Nach den Vorwürfen von Vetternwirtschaft werden die Rufe in der AfD nach Konsequenzen lauter. Björn Höckes Co-Chef Stefan Möller ist für eine Änderung der Satzung.

Nach immer neuen Vorwürfen der Vetternwirtschaft gegen Spitzenfunktionäre der AfD hat sich der Thüringer Landesvorsitzende Stefan Möller für schärfere Verhaltensregeln ausgesprochen. „Unser Anspruch als AfD war immer, dass wir sauberer agieren als die anderen Parteien“, sagte der Bundestagsabgeordnete dem stern. „Auch wenn die Anstellungen legal sind, bedeuten sie ein Problem für unsere Glaubwürdigkeit.“

In den vergangenen Wochen war bekannt geworden, dass mehrere AfD-Bundestags- und Landtagsabgeordnete aus Sachsen-Anhalt Verwandte anderer Parlamentarier aus der Landespartei angestellt haben. Betroffen ist auch der Landtagsspitzenkandidat Ulrich Siegmund, dessen Vater bei einem Bundestagsabgeordneten beschäftigt ist.

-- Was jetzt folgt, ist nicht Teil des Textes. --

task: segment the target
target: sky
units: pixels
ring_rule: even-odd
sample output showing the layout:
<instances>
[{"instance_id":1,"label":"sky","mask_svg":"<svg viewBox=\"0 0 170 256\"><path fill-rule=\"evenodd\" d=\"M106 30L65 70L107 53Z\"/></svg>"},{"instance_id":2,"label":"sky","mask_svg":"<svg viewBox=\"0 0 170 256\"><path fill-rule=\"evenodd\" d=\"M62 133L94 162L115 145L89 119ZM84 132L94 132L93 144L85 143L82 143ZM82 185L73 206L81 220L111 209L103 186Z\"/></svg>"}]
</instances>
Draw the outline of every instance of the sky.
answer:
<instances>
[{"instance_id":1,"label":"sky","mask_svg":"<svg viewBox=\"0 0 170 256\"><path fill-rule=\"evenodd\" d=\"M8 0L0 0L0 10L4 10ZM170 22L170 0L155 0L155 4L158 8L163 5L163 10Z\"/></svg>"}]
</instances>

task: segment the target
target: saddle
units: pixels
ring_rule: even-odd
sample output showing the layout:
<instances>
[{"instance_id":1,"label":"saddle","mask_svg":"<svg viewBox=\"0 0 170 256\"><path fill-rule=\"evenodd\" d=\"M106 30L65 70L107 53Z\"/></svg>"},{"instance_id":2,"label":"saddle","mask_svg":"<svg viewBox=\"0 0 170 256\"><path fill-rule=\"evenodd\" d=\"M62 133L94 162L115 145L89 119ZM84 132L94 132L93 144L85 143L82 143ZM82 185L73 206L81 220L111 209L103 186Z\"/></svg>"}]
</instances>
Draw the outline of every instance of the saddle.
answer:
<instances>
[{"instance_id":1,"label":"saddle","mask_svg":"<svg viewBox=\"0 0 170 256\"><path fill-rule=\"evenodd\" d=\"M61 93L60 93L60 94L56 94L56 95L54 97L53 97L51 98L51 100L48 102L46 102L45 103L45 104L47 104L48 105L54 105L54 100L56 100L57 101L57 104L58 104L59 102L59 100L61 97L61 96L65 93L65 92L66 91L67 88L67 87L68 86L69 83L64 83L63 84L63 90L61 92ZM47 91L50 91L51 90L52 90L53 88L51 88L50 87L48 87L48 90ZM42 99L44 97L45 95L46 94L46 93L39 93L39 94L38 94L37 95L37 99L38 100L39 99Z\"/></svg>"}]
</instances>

Björn Höcke hatte AfD vor „Scheitern“ gewarnt

Die Landespartei weist alle Vorwürfe zurück. Doch in der Partei wächst die Kritik. „Die Über-Kreuz-Anstellungen sind ein Thema, das über Sachsen-Anhalt hinausreicht“, erklärte Möller. Deshalb müsse die Bundespartei das Problem auch „insgesamt klären“ – und zwar „am besten mit einer Anpassung der Satzung auf dem nächsten Bundesparteitag“.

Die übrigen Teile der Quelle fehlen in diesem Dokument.